To effectively deliver multidimensional care, it is necessary to first establish trust and rapport with the patient. Assist in creating an environment in which the patient feels safe and comfortable. Because the patient speaks minimal English, it is necessary to bring in a translator to overcome this language barrier in order to successfully offer quality care and address his overall needs. Also, getting the patient in touch with some resources due to limited finances could be an option as he speaks limited English he may have trouble on his own finding these resources.
Response6
Disease Process + Signs and Symptoms – After reading the case study, I feel Jose’s complaints of edema of the scrotum, urinary retention, and hematuria are related to benign prostatic hyperplasia (BPH). Jose is 55 years old. Men who are over the age of 50 are at an increased risk for BPH. (Urology Care, 2021) BPH can lead to bladder damage and infection, which can cause blood in the urine. (Urology Care, 2021) Due to the delay in seeking care, I feel an infection has developed, thus explaining blood in Jose’s urine. I also suspect Jose may also have prostate cancer. BPH isn’t cancer, however, prostate cancer can happen at the same time. (Urology Care, 2021) Prostate cancer and BPH have similar symptoms.
• BPH: hesitancy, weak stream, urinary retention, straining to begin urination, postvoid residual, and hematuria when the infection is present. (Urology Care, 2021)

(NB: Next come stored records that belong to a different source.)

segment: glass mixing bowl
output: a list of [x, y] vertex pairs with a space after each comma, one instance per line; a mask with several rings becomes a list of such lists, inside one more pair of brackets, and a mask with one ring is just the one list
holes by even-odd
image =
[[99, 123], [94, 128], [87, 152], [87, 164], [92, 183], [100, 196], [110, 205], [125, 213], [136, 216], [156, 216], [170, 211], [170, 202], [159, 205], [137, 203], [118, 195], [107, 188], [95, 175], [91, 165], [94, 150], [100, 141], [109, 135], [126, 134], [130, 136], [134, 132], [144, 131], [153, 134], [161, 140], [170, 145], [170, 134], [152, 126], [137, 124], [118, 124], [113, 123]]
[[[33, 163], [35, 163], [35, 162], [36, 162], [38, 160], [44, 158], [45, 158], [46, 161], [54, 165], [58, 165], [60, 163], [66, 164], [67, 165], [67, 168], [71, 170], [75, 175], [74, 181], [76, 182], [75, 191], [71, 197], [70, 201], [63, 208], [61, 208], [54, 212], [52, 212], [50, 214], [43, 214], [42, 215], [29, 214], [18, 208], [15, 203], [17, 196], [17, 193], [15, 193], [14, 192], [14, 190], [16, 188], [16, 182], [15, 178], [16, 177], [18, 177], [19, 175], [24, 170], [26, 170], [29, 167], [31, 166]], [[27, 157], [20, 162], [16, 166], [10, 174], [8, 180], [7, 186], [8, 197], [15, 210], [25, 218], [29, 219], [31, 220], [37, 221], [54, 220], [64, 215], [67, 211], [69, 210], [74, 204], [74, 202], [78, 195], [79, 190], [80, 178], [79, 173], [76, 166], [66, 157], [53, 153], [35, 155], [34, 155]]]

• Prostate Cancer: hematuria (late sign), painful or burning urination, weak stream, hesitancy, and frequency. (John Hopkins Medicine, 2021)
Men who are older than 65 are at an increased risk for prostate cancer, with the average age of diagnosis being 66. (Ignatavicius, 2022) Besides age, having a family history of prostate cancer could put Jose at a greater risk as well. But with what has been presented in the case study, we don’t know exactly Jose’s family history.
Multidementional Care – The first thing I would do is get an interpreter involved since Jose speaks limited english. I would want Jose to understand my education about the disease process (after he was diagnosed of course), and what resources and treatments are available to him. As Jose’s nurse I would not only be an advocate for him, but I would also help him navigate any referrals, tests, and treatments he may have. A social worker is somebody I would also like to get involved to help Jose and his family when it comes to their finacial situation and being able to afford the care Jose may need. If Jose were to be diagnosed with prostate cancer (hopefully not), I would include a psychologist and/or a psychiatrist to help him (and his family) cope with his new diagnosis.